About Bhasa

Automatic speech recognition (ASR / Speech to Text) tech has been around for quite a while now. Recent advances in deep learning AI has brought about impressive accuracy levels in speech recognition, with models getting just short of 100% accuracy on Librespeech data.

And yet, speech recognition has not penetrated the daily lives of people. ASRs continue to suffer on long tail accents and remain painfully monolingual. Worse, there are no reliable ASRs available for a good majority of languages, many of them spoken by 100s of millions of people around the world.

This large gap between impressive benchmark numbers and poor adoption of ASR tech becomes even more evident when you consider that an annual $50 billion transcription industry still overwhelmingly remains human ops driven.
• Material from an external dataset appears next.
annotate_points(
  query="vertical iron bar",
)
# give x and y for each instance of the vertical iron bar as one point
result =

At Bhasa, we set out to fix this gap both on technical and product fronts. Our speech recognition models are meant to work for the individual without excuses of accents. We aspire to cover as many languages as possible and also enable transcription of multilingual conversations. Not to forget, our biggest challenge and consequently the focus remains on creating product experiences that will defocus on the tech and rather focus on solving problems for our customers.

What Bhasa Does?


Create any number of custom models with just 5 minutes of annotated audio-text.


Upload your audio or video file. Bhasa supports mp3, mp4, wav formats.


Choose between generic and custom transcription models to convert the audio file.


Edit the generated transcript with an incredibly easy to use transcription editor.